Sorting Tables Numerically
Columns with numerical alignment hints (.) will be sorted according to their numerical values.
To do this, psv parses each value and looks for the last numerical value in each item in the column. While admittedly not perfect, this allows values such as 2 @ 1.99 EUR to be sorted in a, hopefully, meaningful manner.
Supported Numerical Formats (introductory overview)
| Example | Description |
|---|---|
| 1234 | decimal integers |
| -1234 | signed numbers |
| 12.34 | decimal floating point numbers |
| 12.34e2 | decimal exponentiation |
| +12.34e-2 | signed exponents |
| 0x0a10 | hexadecimal integers |
Number Parsing Details
What does psv understand as being a number?
Many common programming languages use a similar format for specifying literal numbers.

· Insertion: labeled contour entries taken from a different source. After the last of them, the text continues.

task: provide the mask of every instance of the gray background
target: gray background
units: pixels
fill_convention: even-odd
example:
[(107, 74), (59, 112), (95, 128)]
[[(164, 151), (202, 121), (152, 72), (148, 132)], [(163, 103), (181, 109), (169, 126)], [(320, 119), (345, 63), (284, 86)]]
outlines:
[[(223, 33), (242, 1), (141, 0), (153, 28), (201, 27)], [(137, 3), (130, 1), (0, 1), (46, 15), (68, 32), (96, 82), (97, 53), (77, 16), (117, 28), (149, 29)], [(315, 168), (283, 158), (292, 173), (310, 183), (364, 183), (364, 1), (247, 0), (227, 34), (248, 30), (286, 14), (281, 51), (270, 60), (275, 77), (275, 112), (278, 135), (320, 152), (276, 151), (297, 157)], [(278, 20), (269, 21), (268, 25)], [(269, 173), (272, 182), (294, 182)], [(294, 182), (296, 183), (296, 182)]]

psv follows the specification used by golang.
Digit Grouping
Large numbers, such as the speed of light, 299792458 m/s, tend to be hard for people to read.
Many cultures allow such numbers to be "grouped" to make reading them easier. e.g. 299,792,458 (english), 299.792.458 (germany) or 2,99,79,24,58 (india).
Because psv has no way of knowing which format to expect, it only understands the . as the decimal point, and ignores , entirely.
However, psv does allow the _ character to be used within a number to visually group digits, i.e. the _ must appear between two digits, and is only valid in the integer part of a number!
The _ character was chosen to avoid confusion between . and , which are used interchangebly in many locales.
The _ character can be used between any two digits in the integer part of a number (not necessarily in groups of 3) and only serves the purpose of improved readability of large numbers.
So you could write the speed of light as 299_792_458, 2_99_79_24_58 or even 2_99_792_4_5_8 and psv would consider all of these to be identical.
Minus Signs
psv allows the use of the mathematical minus sign, unicode u+2212. This symbol looks exactly the same as the normal "hyphen-minus" character (ASCII 45 u+002d) which makes finding this error especially difficult.
Can you see the difference? I certainly cannot!
This is to alleviate the pain of copy/pasting tables of data from e.g. wikipedia where this symbol is often used in tables of numerical data.
Decimal Numbers
{sign}
{integer part}
{point}
{fraction part}
{exponentiation e or E}
{exponent sign}
{integer exponent}
[+-]? [1-9][0-9]*(_[0-9]+)* [.] [0-9]+ [eE] [+-]? [0-9]+
Examples:
Hexadecimal Numbers
{sign}
{hexadecimal 0x prefix}
{integer part}
{point}
{fraction part}
{exponentiation p or P}
{exponent sign}
{integer exponent}
Unsupported Number Formats
- any numbers which do not use so called arabic numerals, e.g. roman numerals, eastern arabic numerals, chinese, japanese, etc.
- octal numbers are just treated as decimal values - probably wrong
- imaginary numbers
- numbers with units are not scaled in any way, e.g. 1kg will be sorted well before 100g
- any kind of mathematical formula